Nevertheless, the impact of Brexit on individual rights remains of concern. It is uncertain whether an amendment converting the Charter into UK law will be passed. If EU law continues to apply in substance after being converted into UK law, arguably the limits to such EU law should also apply.
The wider picture is that other individual rights, such as the free movement of persons, free trade, immigration, etc. may also be restricted after exit day, depending on the agreement reached with the EU. The HRA which incorporates the ECHR into UK law will continue to apply, and the Government stated that it does not intend to repeal it, but this may still be up for discussion: the 2015 Conservative Manifesto promised to substitute the Human Rights Act with a British Bill of Rights. Overall, the Bill, while not free of the irony of (temporarily) ‘supermaxing’ EU law, seems to support a pattern of reducing fundamental rights and legal certainty after Brexit. The effect of both aspects of the Bill is to contribute to increasing executive powers.

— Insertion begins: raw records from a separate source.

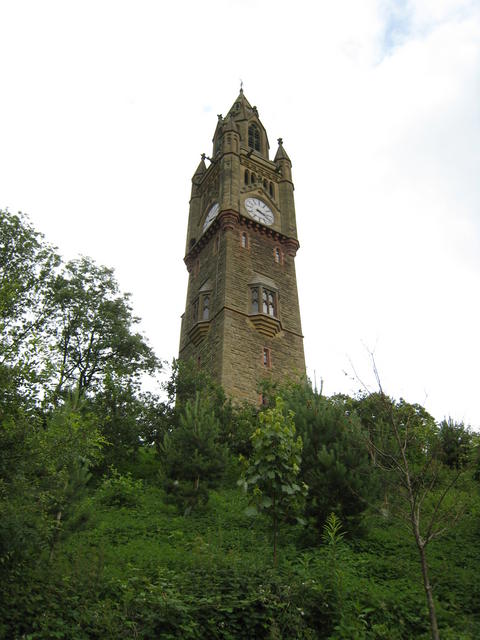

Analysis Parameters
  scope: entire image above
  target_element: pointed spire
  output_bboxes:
[274,138,291,162]
[227,88,254,121]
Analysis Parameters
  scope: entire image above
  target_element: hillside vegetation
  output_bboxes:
[1,209,479,639]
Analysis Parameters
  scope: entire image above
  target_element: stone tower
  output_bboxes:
[179,90,306,403]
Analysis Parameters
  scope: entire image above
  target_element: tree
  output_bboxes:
[47,256,159,402]
[161,393,227,514]
[437,418,472,470]
[89,374,149,469]
[279,383,379,535]
[360,365,470,640]
[239,396,307,566]
[0,209,59,400]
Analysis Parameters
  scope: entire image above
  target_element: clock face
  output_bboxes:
[202,203,219,232]
[244,197,274,226]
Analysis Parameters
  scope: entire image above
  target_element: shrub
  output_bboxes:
[97,467,143,508]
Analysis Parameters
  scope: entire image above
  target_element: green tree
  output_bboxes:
[362,385,468,640]
[32,396,105,559]
[90,374,151,469]
[280,383,378,535]
[0,210,59,401]
[46,256,158,402]
[437,418,472,470]
[240,396,307,566]
[161,393,227,514]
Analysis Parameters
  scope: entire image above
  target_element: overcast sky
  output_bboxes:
[1,0,479,427]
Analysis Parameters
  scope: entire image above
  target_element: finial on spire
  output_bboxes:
[278,137,283,145]
[201,153,206,161]
[239,78,243,93]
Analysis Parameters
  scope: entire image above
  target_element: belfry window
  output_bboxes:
[248,124,261,152]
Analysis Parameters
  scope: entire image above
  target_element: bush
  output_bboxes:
[97,467,143,508]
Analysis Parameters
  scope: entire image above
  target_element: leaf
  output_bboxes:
[245,505,258,517]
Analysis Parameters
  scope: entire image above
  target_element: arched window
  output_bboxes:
[241,232,248,249]
[248,123,261,152]
[274,247,282,264]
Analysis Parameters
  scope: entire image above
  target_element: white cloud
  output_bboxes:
[0,1,479,426]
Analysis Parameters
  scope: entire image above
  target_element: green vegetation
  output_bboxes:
[1,209,479,639]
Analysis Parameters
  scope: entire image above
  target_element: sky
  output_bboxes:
[1,0,479,428]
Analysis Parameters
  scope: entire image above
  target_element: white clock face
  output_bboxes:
[202,203,219,232]
[244,197,274,226]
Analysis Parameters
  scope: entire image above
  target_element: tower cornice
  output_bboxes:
[184,212,300,268]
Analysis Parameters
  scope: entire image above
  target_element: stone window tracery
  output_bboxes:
[250,285,277,318]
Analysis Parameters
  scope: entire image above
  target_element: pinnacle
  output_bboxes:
[274,138,291,162]
[193,154,207,177]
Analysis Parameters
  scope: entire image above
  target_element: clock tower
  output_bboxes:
[179,90,306,403]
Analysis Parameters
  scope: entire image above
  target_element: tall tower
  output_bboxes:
[179,90,306,403]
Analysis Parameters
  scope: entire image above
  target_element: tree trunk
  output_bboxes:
[49,509,63,562]
[273,491,277,567]
[417,542,440,640]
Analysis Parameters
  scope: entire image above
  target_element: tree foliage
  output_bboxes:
[162,393,228,513]
[240,396,307,565]
[47,256,158,402]
[279,383,379,534]
[0,209,59,399]
[357,383,473,640]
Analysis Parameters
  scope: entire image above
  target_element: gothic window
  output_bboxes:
[241,231,249,248]
[248,123,261,152]
[274,247,283,264]
[250,285,277,318]
[192,289,212,324]
[262,288,276,316]
[251,287,259,313]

Gaps in the protection of fundamental rights will need addressing. This task will fall to the judiciary. Judges can use the scope for interpretation of the ECHR and develop the common law. Whatever the future formal status of the Charter will be in the UK, Charter rights (and general principles of law) may still have a role to play.
They are reflected in the case-law of the Court of Justice which British judges, though no longer obliged, are allowed to apply if they think it is appropriate. Hence the Charter might still have a second life and assist in developing the common law and interpreting the Human Rights Act/ECHR.